Jason Zhao, d'origine coréenne, a grandi à Austin, au Texas. Au lycée, il dirigeait déjà TED x AustinYouth. À 19 ans, durant le programme Launch du MIT, il a cofondé PolitiFund, une plateforme de financement participatif pour le lobbying politique. Avec un score SAT de 2400, il a rejeté les bourses complètes de toutes les universités Ivy League pour choisir Stanford.

Après un diplôme de philosophie à Stanford, il poursuit un master en informatique, spécialisé en intelligence artificielle, travaillant au laboratoire de vision par ordinateur sous la direction de Li Feifei, surnommée la « marraine de l'IA ». Ensuite, il rejoint DeepMind, laboratoire d'IA de Google, devenant le plus jeune chef de produit. Avec un tel parcours, il semblait inévitablement destiné à réussir. S'il était resté dans une grande entreprise d'IA, il aurait peut-être même reçu une offre alléchante de Mark Zuckerberg. Mais le destin avait prévu autre chose.

Le « DeFi Summer » de 2020 l’a initié à la blockchain. Fort de ses connaissances en philosophie et en IA, il a eu l’idée que « l’intelligence artificielle redéfinira la créativité et enrichira le contenu, tandis que la blockchain définira la propriété numérique et conférera une rareté vérifiable aux données ». IP + IA + Blockchain : à 25 ans, il lance Story Protocol, levant 140 millions de dollars. Le projet vise à rendre les droits de propriété intellectuelle (IP) programmables, traçables sur chaîne, et à promouvoir de nouveaux modèles économiques tels que les redevances pour créateurs, les licences et l'entraînement de modèles d'IA.
Ils ont lancé Story Academy pour soutenir les entrepreneurs et développeurs. En collaboration avec Yakoa, ils utilisent l'IA pour détecter les duplications et manipulations d'IP ; intégration avec Pastel Network pour garantir la rareté des certificats et des actifs ; partenariat avec Lit Protocol pour renforcer la sécurité et la confidentialité des transactions ; coopération avec Stability AI pour intégrer l'autorisation sur chaîne et le suivi des droits d'auteur dans l'entraînement des modèles d'IA.
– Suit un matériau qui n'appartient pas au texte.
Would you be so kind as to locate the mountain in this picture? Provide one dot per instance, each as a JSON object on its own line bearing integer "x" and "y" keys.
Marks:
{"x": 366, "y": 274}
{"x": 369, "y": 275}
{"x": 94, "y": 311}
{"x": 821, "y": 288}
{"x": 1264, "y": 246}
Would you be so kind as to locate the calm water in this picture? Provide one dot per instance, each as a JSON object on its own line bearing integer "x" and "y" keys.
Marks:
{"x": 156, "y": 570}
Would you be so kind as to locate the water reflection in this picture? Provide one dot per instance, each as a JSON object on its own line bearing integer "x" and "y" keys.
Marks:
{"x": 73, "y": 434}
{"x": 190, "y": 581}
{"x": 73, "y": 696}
Logique commerciale de Story, source : Starzqeth
Mais ce produit « appliqué », bien que doté d'une forte narration, semble mal adapté à l'orientation actuelle de la crypto. Malgré des collaborations post-TGE avec des marques prestigieuses comme Justin Bieber, BTS, BlackPink, Adidas ou Crocs, les revenus générés par Story sur chaîne sont restés la plupart du temps à un ou deux chiffres. L'analyste bien connu Adam Cochran souligne qu'avec une valorisation entièrement diluée proche de 6 milliards de dollars face à de tels revenus, on peut légitimement se demander si le projet ne met pas trop l'accent sur des « démonstrations spectaculaires ».

Cependant, avant son départ, Zhao continuait de bénéficier de la confiance du capital : Grayscale a lancé un trust dédié à l'IP de Story, et Heritage Distilling Holding Company (CASK) a initié le programme IP DAT avec un financement privé de 220 millions de dollars, portant la valeur marchande de l'IP à un sommet au moment de son départ. Son départ n’était peut-être pas glorieux, mais certainement pas lamentable. Pour ce jeune homme de 26 ans qui a déjà accompli en si peu de temps ce que d’autres font en une vie, ce voyage l’a peut-être fait évoluer intérieurement, passant de « Platon » à « Aristote », d’une approche idéaliste de l’IP vers la construction concrète d’une IA physique. Il s’est engagé dans un nouveau monde, et de vastes territoires l’attendent peut-être encore.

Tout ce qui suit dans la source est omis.